The vision processing unit 320 calculates distance information using a disparity between the left image and the right image that include a face pattern, and separates a foreground image including the face pattern from a background image not including the face pattern, based on the calculated distance information. This will be described in detail with reference to
The face detection unit 330 performs a face detection task with respect to only a foreground image separated by the vision processing unit 320 according to the AdaBoost scheme. For this, the face detection unit 330 includes a frame buffer unit 331, an image rotation unit 332, an image transformation unit 333, a window extraction unit 334, a cost calculation unit 335, a face pattern discrimination unit 336, a coordinate storage unit 337, an image overlay unit 338, and an image scaling unit 339.
The frame buffer unit 331 receives a foreground image from the vision processing unit 320, and sequentially stores the foreground image by frame unit. It is assumed that the foreground image including the face pattern has 320×240 pixels, and each pixel has image data of 8-bit. Therefore, each pixel has one of gradation values of from 0 to 255.
The image rotation unit 332 receives the foreground image stored in the frame buffer unit 331 by frame unit. If the face pattern included in the foreground image is tilted, the foreground image is rotated to render the tilted face pattern upright. That is, the tilted face pattern is erected by the rotation of the foreground image in the opposite direction to the tilted direction of the face pattern. The face detection system 300 facilitates the detection of the tilted face pattern by erecting the tilted face pattern.

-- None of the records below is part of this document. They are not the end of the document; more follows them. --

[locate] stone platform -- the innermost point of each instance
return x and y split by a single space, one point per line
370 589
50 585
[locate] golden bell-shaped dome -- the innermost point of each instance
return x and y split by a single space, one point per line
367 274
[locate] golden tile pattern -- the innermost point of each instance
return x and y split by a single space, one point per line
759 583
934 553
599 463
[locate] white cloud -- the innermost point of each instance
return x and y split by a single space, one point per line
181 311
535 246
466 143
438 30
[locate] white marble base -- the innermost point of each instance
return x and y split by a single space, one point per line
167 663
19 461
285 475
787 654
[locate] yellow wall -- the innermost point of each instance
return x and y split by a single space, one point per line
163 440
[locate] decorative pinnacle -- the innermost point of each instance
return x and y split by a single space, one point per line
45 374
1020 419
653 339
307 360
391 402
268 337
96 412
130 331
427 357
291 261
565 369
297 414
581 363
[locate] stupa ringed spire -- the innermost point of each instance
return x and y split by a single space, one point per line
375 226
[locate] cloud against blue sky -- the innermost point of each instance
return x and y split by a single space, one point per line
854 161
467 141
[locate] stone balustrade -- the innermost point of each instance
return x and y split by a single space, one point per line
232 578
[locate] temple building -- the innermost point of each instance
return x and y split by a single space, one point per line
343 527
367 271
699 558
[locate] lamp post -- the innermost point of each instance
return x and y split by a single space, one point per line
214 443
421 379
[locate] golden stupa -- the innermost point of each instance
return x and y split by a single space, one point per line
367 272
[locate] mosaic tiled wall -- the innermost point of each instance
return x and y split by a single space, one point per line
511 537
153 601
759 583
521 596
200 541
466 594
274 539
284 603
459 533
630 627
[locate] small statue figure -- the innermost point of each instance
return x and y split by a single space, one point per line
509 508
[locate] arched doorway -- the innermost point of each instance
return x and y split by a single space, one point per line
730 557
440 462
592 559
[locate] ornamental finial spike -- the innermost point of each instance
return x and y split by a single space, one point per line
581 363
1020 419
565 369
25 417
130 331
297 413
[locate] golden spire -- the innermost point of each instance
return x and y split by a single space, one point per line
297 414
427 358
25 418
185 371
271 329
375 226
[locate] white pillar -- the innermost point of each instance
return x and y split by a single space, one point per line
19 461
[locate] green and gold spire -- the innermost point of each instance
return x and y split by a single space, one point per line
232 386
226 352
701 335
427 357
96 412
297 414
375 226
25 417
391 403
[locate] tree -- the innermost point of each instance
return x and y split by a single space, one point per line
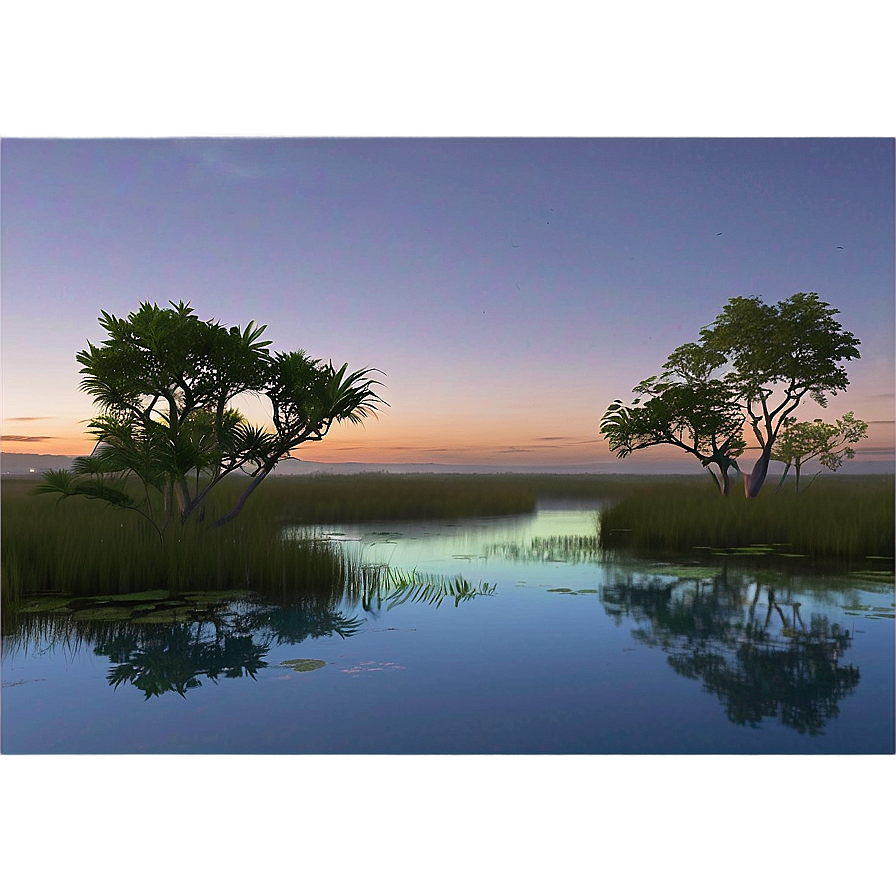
685 407
777 355
164 381
829 442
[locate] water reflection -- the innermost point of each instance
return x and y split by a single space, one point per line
756 655
229 639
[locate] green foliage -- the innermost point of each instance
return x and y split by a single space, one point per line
164 380
796 344
685 407
829 442
768 358
839 520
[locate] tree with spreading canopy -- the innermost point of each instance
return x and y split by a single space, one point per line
164 382
686 407
756 364
831 443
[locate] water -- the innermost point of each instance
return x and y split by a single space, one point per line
547 648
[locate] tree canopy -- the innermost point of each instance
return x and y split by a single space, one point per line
831 443
164 381
753 366
685 407
776 356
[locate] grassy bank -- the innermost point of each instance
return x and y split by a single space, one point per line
86 548
845 518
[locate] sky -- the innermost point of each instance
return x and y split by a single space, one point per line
509 281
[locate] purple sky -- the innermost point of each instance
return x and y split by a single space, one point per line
509 287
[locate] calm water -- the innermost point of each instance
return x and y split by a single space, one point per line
558 651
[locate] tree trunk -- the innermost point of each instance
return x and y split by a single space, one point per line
726 481
243 498
783 477
753 481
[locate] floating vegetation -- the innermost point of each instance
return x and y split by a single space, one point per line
685 572
875 575
371 666
304 665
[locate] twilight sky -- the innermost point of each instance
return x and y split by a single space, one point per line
508 286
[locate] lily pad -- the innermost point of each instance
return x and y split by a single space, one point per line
135 597
104 614
45 605
175 614
304 665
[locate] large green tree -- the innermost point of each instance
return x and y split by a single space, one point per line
165 381
685 406
831 443
752 367
776 356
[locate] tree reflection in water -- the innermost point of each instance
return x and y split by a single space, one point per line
230 640
760 664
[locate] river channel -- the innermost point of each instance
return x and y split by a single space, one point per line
497 636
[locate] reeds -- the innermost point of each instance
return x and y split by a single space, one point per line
86 548
842 518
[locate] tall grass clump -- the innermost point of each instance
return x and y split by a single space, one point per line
86 548
849 518
310 500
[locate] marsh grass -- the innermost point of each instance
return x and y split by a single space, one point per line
846 518
84 548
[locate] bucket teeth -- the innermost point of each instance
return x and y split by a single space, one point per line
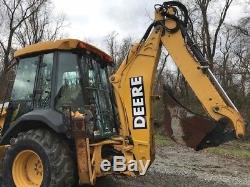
190 129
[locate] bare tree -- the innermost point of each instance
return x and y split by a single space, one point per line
42 25
208 37
14 14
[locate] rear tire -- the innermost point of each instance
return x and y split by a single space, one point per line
57 161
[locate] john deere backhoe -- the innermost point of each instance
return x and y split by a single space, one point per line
66 120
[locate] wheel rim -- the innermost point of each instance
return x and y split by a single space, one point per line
27 169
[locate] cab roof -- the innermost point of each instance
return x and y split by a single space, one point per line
65 44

The image transformation unit 333 receives the foreground image rotated by the image rotation unit 332 by frame unit, and transforms the rotated foreground image into a pre-processed image robust against changes of illumination and the like. If this image transformation unit 333 transforms an image through an image transformation scheme, for example, a Modified Census Transform (MCT), the image data of 8-bit is transformed into a pre-processing coefficient value (hereinafter, an MCT coefficient value) of 9-bit that has increased by 1-bit. Accordingly, each pixel of the pre-processed image has one of MCT coefficient values of from 0 to 511.
The window extraction unit 334 scans the pre-processed image outputted from the image transformation unit 333 sequentially by a window size of 20×20, and outputs the 9-bit pre-processing coefficient values corresponding to the pre-processed image scanned by the window size of 20×20. The outputted pre-processing coefficient values are inputted into the cost calculation unit 335 having a look-up table of 20×20 size, which is pre-learned (or pre-trained).
The cost calculation unit 335 uses each pre-processing coefficient value (9-bit) of the pre-processed image of 20×20 (400 pixels) received from the window extraction unit 334 as an address to read out all the cost values corresponding to 400 pixels stored in the look-up table. Then, the cost calculation unit 335 sums up all the read-out cost values corresponding to 400 pixels, and provides the total sum of the cost values to the face pattern discrimination unit 336, as a final cost value (hereinafter, a block cost value) of a block of 20×20 window size.
The face pattern discrimination unit 336 receives the block cost value, and compares the block cost value to a preset threshold value. It is determined if the corresponding block belongs to a face pattern. For example, if the block cost value is less than the preset threshold value, the corresponding block of 20×20 window size is discriminated as a face pattern. The face pattern discrimination unit 336 detects all coordinate values existing in the corresponding block discriminated as the face pattern to store in the coordinate storage unit 337. The coordinate values stored in the coordinate storage unit 337 are provided to the image overlay unit 338.
The image overlay unit 338 receives the coordinate values from the coordinate storage unit 337 and the foreground image from the frame buffer unit 331, and outputs an output image by overlaying only the face pattern on the foreground image provided from the frame buffer unit 331 using the coordinate values.
The foreground image outputted from the frame buffer unit 331 is inputted into the image transformation unit 333 and inputted into the image scaling unit 339 as well to perform a retrieval of a face corresponding to a present image size and an image scaling at the same time.
The image scaling unit 339 scales down the foreground image by a preset scale-down ratio based on the distance information provided from the vision processing unit 320, and re-stores the scaled-down foreground image to the frame buffer unit 331.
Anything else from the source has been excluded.